Only lawyers’ advice is protected by legal privilege – Supreme Court Ruling

23 Jan, 2013

Law Society:  Lawyers’ duties and responsibilities “aren’t available as Pick n Mix”


The Supreme Court, by a majority of 5:2, has decided that legal professional privilege (LPP) only applies to qualified lawyers – solicitors and barristers.


The decision maintains the existing certainty about the scope of LPP, an important human right of clients.  It confirms that ”There is no doubt that the justification for [LPP] is as valid in the modern world as it was when it was first developed by the courts.”


The Law Society had intervened in the Supreme Court case of Prudential PLC and Prudential (Gibraltar) Ltd v Special Commissioner of Income Tax and Philip Pandolfo (HM Inspector of Taxes).

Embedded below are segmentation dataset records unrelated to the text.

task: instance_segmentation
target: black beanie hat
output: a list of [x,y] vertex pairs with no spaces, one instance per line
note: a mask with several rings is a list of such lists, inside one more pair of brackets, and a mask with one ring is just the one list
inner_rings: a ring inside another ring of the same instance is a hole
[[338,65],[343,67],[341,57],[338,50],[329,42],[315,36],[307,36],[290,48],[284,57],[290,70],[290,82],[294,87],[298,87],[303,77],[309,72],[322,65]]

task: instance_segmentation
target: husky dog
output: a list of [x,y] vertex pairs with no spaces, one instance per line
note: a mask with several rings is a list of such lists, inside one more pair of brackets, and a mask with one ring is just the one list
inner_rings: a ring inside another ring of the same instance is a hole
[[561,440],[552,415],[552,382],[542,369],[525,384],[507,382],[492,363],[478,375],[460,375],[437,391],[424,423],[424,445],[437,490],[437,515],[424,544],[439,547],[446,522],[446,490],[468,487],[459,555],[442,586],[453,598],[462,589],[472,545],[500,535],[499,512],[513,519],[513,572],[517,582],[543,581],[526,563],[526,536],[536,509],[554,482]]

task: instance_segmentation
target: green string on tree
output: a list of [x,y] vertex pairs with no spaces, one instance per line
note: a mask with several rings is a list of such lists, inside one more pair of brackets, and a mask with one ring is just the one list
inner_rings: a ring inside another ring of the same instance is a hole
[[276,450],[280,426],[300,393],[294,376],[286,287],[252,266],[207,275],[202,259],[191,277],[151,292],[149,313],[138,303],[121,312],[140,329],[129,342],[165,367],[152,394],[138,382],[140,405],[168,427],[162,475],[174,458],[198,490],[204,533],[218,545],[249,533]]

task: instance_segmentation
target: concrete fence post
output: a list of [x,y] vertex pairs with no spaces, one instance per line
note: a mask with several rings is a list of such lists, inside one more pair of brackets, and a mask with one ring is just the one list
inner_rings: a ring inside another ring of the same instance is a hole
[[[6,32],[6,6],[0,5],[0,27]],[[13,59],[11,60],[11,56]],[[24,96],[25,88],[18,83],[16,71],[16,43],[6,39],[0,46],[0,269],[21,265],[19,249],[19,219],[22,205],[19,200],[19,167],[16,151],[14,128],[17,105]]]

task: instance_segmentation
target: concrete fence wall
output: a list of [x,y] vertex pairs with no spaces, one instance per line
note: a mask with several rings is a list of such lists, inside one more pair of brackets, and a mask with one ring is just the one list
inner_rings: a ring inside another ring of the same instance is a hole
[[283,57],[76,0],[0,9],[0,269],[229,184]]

Prudential had asked the court to declare that LPP also protected the advice given by its accountants in relation to a marketed tax avoidance scheme.


The rule of LPP gives communications between a lawyer and their client absolute confidentiality, so that the advice cannot be disclosed to the court or third parties without the client’s consent.


The Supreme Court, the UK’s highest court, in agreement with the Court of Appeal, emphasised that extending LPP communications to other professionals, such as accountants, was a matter for parliament, not for the courts.   In the leading judgment Lord Neuberger said:


“…we should not extend LAP to communications in connection with advice given by professional people other than lawyers, even where that advice is legal advice which that professional person is qualified to give.


“I reach this conclusion for three connected reasons, which together persuade me that what we are being asked to do by Prudential is a matter for Parliament rather than for the judiciary.  First, the consequences of allowing Prudential’s appeal are hard to assess and would be likely to lead to what is currently a clear and well understood principle becoming an unclear principle, involving uncertainty. Secondly, the question whether [LPP] should be extended to cases where legal advice is given from professional people who are not qualified lawyers raises questions of policy which should be left to Parliament.  Thirdly, Parliament has enacted legislation relating to [LPP], which, at the very least, suggest that it would be inappropriate for the court to extend the law on [LPP] as proposed by Prudential.”


Law Society Chief Executive Desmond Hudson (pictured) said today: “A lawyer’s duties and responsibilities to the client and to the courts are not available on a Pick ‘N’ Mix basis. The relationship between a solicitor or barrister and his or her client is a precious human right, tested and refined by centuries of common law. Legal professional privilege supports the process of law, speeding the conviction of the guilty and securing the acquittal of the innocent.”